Biyolojik  saati  tersine  çevirmek ne yazık ki mümkün değil. Doğurganlık  tedavisi  söz  konusu olduğunda  zaman  en önemli  parametredir. Bu da bazı  çiftlerin   asla  ebeveyn olamayacakları anlamına geliyor. Onların son şansları da elden kaçıyor ve belki bir daha bunu yakalayamayacaklar. Bu gerçekten son derece üzücü ve travmatik bir durum.

RUH SAĞLIĞI ÜZERİNDE YIKICI BİR ETKİ

Özellikle  30’lu  yaşların  sonunda  ve  40’lı  yaşların  başında  olan  kadınlar,  endişe içindeler.  Karantina  sona  erdiğinde  doktorların,  tüp  bebek  tedavisi  için  çok  yaşlı olduklarını söylemesinden korkuyorlar. Yaşananlar, bu insanların ruh sağlığı üzerinde yıkıcı bir etkiye neden oluyor.

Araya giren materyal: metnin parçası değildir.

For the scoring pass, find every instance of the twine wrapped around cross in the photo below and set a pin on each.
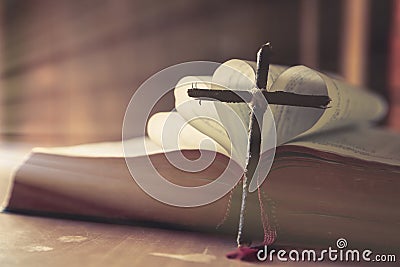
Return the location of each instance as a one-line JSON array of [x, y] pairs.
[[257, 110]]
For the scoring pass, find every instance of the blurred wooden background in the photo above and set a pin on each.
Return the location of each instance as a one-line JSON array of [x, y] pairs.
[[69, 68]]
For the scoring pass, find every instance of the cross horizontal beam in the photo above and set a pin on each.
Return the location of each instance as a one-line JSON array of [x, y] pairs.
[[276, 98]]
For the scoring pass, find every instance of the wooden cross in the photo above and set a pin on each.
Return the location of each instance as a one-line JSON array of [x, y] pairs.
[[257, 109]]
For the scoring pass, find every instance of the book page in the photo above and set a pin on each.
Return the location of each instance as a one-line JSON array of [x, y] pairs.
[[349, 105], [378, 145], [105, 149]]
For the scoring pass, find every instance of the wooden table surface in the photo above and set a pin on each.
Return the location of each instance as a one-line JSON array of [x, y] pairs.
[[37, 241]]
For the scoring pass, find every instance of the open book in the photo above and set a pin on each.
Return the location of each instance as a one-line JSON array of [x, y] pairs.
[[334, 175]]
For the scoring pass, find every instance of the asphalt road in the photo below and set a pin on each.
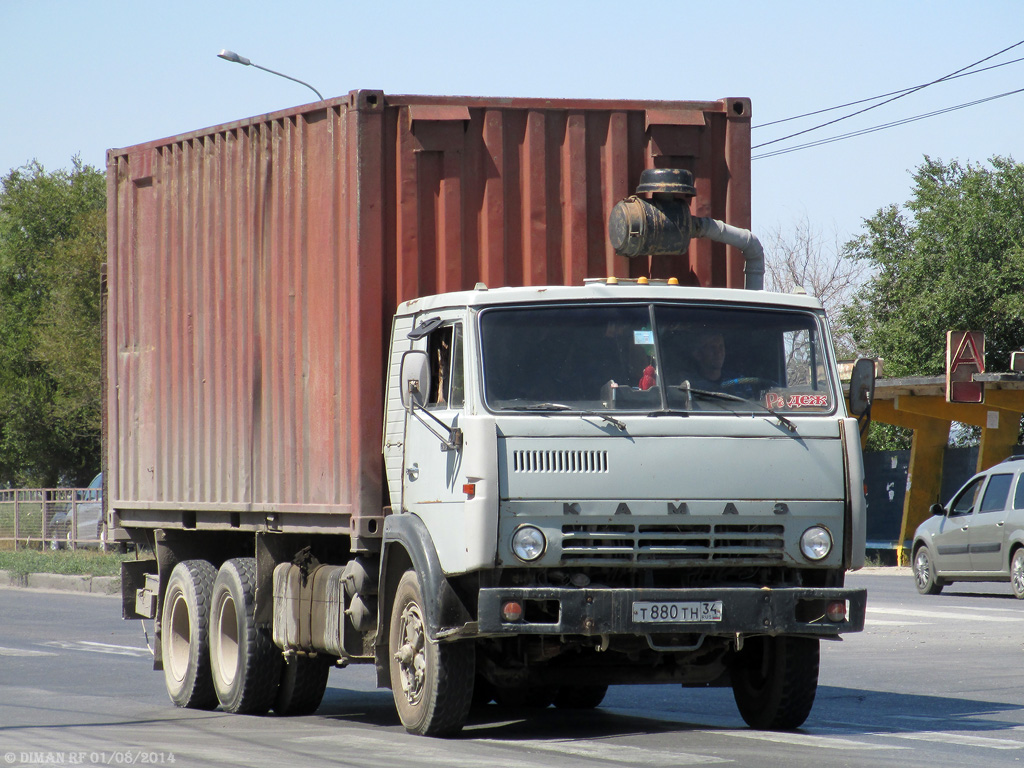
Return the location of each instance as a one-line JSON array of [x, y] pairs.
[[933, 681]]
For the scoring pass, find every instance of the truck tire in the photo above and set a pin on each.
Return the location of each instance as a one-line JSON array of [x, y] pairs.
[[245, 663], [432, 683], [184, 640], [303, 681], [580, 696], [774, 680]]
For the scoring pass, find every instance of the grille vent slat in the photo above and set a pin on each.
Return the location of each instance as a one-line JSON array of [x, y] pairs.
[[724, 543], [560, 462]]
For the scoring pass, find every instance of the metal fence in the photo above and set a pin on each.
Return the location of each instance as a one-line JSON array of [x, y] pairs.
[[51, 518]]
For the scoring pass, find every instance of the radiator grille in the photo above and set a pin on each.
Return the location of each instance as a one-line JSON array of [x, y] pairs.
[[722, 543], [560, 462]]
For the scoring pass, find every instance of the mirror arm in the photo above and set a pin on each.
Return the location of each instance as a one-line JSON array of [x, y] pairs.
[[453, 441]]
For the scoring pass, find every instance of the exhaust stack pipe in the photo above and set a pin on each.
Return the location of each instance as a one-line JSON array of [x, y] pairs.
[[663, 225]]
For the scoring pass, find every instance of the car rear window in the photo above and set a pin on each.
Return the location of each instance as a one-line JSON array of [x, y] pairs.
[[996, 493]]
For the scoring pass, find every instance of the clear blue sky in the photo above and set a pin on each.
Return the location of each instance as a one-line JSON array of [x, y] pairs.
[[82, 77]]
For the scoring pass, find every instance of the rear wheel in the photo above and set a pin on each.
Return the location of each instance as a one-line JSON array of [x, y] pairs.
[[432, 683], [303, 681], [245, 663], [924, 573], [184, 640], [774, 680]]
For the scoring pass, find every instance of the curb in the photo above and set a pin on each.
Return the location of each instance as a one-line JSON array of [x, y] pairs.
[[61, 583]]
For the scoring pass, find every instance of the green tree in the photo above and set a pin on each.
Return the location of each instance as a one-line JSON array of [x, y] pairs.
[[52, 242], [951, 259]]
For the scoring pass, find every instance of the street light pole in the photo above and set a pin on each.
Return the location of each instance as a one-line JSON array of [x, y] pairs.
[[229, 55]]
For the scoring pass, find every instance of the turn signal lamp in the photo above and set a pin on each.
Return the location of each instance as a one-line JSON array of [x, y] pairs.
[[836, 611]]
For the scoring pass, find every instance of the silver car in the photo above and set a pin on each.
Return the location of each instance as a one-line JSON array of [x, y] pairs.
[[978, 536]]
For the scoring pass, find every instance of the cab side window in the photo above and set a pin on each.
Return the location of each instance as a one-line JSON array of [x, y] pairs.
[[996, 494], [448, 383], [964, 504]]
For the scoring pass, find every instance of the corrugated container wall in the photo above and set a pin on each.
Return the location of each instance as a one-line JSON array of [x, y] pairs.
[[253, 268]]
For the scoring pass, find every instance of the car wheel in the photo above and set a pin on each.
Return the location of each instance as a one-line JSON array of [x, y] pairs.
[[1017, 572], [924, 572]]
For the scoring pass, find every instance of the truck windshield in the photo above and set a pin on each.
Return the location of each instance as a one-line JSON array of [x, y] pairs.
[[654, 357]]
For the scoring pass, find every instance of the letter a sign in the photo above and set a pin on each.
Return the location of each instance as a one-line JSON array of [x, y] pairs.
[[965, 357]]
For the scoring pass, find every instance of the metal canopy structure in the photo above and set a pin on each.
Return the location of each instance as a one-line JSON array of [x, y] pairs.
[[920, 403]]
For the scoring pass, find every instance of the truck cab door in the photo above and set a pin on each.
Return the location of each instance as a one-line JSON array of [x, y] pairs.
[[433, 474]]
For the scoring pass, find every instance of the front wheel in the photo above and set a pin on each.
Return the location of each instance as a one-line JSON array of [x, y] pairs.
[[924, 573], [774, 680], [432, 682], [1017, 573]]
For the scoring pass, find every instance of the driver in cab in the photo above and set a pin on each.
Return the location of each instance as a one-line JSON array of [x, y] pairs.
[[708, 356]]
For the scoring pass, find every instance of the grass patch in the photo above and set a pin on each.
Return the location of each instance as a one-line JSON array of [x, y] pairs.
[[65, 561]]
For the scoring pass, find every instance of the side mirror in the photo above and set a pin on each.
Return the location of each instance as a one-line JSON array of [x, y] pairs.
[[415, 378], [862, 386]]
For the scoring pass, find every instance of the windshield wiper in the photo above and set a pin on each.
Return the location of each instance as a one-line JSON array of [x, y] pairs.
[[561, 407], [708, 394]]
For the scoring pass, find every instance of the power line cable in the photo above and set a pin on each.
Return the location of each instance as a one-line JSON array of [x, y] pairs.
[[884, 126], [888, 100], [882, 95]]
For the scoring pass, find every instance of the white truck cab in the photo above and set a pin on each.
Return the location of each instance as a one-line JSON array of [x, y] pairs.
[[628, 466]]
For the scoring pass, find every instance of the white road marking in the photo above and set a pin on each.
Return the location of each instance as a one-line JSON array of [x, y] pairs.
[[1010, 615], [962, 739], [806, 739], [87, 645], [596, 750], [25, 652]]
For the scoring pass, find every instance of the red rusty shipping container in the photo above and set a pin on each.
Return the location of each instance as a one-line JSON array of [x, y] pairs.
[[253, 268]]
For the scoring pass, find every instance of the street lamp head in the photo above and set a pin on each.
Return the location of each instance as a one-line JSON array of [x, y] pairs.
[[229, 55]]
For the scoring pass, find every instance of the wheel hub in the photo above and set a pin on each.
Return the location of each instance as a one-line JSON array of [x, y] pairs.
[[411, 654]]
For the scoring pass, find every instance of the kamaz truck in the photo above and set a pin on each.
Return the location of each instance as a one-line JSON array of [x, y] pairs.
[[484, 393]]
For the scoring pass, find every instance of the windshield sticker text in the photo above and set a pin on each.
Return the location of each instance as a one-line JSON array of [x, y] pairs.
[[774, 399]]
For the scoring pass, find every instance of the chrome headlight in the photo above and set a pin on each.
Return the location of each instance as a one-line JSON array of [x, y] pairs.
[[815, 543], [528, 543]]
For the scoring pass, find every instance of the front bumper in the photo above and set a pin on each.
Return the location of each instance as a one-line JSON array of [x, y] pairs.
[[798, 610]]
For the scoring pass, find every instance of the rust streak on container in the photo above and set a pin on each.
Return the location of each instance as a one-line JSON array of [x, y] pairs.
[[253, 268]]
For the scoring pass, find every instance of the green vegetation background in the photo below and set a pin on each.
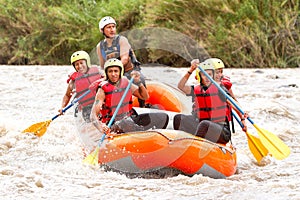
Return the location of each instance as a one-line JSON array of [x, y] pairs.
[[244, 33]]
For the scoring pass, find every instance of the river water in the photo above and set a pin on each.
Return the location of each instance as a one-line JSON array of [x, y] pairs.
[[50, 167]]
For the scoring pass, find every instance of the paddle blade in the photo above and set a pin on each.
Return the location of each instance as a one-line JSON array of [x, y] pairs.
[[256, 147], [92, 158], [274, 144], [38, 129]]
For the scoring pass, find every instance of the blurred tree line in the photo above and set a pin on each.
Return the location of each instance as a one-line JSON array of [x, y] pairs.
[[243, 33]]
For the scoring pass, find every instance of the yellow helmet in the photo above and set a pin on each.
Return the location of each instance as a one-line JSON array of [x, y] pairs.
[[216, 62], [113, 62], [206, 66], [81, 55]]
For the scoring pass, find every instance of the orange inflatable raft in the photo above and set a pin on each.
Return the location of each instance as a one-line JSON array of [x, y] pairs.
[[154, 150]]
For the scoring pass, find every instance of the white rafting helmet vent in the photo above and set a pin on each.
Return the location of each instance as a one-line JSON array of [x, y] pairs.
[[105, 21]]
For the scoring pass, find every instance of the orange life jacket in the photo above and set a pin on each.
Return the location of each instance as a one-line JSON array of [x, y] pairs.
[[209, 106], [113, 96]]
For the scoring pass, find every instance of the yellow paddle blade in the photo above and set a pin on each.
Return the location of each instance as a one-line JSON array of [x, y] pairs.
[[256, 147], [92, 158], [277, 148], [38, 129]]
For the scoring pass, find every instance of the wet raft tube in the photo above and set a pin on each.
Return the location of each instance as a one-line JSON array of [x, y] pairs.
[[142, 152], [165, 97]]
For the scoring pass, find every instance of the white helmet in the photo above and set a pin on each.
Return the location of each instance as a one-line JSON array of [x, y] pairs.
[[105, 21], [81, 55]]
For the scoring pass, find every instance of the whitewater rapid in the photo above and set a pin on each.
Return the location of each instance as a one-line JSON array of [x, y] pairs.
[[51, 166]]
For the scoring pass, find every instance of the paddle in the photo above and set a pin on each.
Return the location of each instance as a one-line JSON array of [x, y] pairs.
[[40, 128], [92, 158], [256, 147], [275, 146]]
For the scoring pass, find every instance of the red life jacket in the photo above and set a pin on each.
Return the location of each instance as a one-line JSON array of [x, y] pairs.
[[113, 95], [82, 83], [209, 106], [225, 80]]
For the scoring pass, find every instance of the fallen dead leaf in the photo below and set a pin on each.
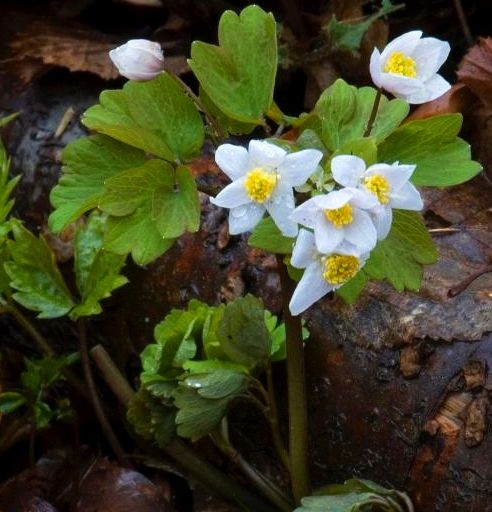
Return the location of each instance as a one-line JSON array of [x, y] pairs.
[[72, 46], [475, 70]]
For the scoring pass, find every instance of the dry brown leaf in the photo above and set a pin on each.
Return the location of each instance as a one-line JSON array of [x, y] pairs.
[[475, 70], [458, 99], [71, 46]]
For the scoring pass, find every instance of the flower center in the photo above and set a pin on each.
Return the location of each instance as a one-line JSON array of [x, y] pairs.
[[400, 64], [339, 268], [260, 184], [379, 186], [340, 216]]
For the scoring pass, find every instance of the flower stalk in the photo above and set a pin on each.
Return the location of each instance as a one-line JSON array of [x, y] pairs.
[[296, 392]]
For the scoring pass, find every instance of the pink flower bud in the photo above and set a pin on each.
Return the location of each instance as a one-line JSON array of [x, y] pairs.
[[138, 59]]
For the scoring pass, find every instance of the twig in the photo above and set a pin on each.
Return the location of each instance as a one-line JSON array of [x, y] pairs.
[[460, 287], [463, 22], [213, 479], [98, 409]]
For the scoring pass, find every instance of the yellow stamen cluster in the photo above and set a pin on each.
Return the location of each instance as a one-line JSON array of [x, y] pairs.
[[339, 217], [260, 184], [400, 64], [339, 268], [379, 186]]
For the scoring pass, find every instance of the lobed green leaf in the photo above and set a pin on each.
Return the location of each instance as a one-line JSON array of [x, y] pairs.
[[35, 276], [155, 116], [87, 163], [442, 158], [238, 76]]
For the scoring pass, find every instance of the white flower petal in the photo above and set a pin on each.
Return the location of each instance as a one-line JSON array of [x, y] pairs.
[[233, 160], [327, 236], [280, 206], [430, 55], [362, 199], [375, 67], [407, 198], [297, 167], [231, 196], [382, 216], [397, 175], [433, 88], [265, 154], [304, 249], [361, 232], [406, 43], [306, 213], [244, 218], [347, 169], [310, 288], [333, 200]]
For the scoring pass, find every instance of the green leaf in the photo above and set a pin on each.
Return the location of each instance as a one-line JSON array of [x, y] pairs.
[[87, 163], [35, 276], [442, 158], [42, 373], [156, 116], [169, 195], [10, 401], [351, 502], [43, 414], [151, 418], [97, 271], [239, 75], [342, 112], [242, 331], [226, 124], [198, 416], [364, 148], [399, 257], [136, 234], [348, 35], [216, 384], [268, 237]]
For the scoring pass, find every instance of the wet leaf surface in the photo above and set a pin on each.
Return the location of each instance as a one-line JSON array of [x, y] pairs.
[[399, 383]]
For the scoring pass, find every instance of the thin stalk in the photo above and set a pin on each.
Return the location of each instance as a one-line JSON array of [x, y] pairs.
[[296, 392], [374, 112], [266, 487], [98, 408], [213, 479], [273, 417], [269, 411]]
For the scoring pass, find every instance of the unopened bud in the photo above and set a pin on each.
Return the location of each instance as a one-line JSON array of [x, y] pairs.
[[138, 59]]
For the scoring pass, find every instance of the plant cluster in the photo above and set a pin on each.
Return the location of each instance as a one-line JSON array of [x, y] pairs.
[[333, 193]]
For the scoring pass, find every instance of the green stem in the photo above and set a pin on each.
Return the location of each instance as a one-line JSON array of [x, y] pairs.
[[374, 112], [43, 345], [296, 391], [98, 408], [212, 478], [272, 412], [268, 488]]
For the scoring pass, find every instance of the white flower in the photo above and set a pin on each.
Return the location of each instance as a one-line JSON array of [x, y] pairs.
[[138, 59], [408, 66], [388, 183], [263, 177], [339, 216], [324, 272]]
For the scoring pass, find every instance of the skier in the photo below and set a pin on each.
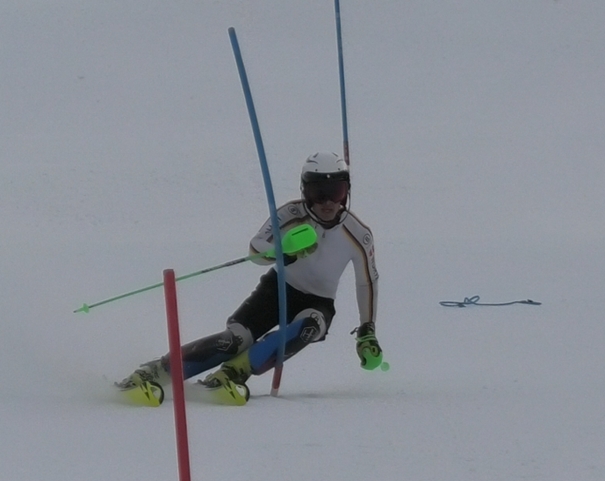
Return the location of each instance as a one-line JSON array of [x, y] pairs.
[[249, 344]]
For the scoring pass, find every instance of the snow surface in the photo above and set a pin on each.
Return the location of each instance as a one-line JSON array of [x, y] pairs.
[[477, 143]]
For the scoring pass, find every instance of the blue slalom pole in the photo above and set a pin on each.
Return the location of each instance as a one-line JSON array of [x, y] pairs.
[[341, 74], [281, 278]]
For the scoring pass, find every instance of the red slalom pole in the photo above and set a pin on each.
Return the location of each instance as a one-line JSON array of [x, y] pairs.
[[176, 371]]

Koronavirüs, pek çok insan için bir aile sahibi olma ümidini ellerinden aldı.

Başka insanların etrafta koşuşturan çocuklarından duydukları rahatsızlığı anlatmaları ya da dokuz ay sonra doğumlarda büyük artış yaşanacağına dair şakalar yapılırken bu durum özellikle bu çiftler için son derece acı verici oluyor.

Kimisi evini, kimisi arabasını satarak tedavi hizmeti aldı. Bu insanların çaresizlik ve depresyon hissi tarif edilir gibi değil.

Tüm öfke ve kederlerini dökecekleri bir yer yok onlar için. Bu insanlar bu duygularla kalır ve bunları ifade edemezlerse, depresyona kadar götürebilir.”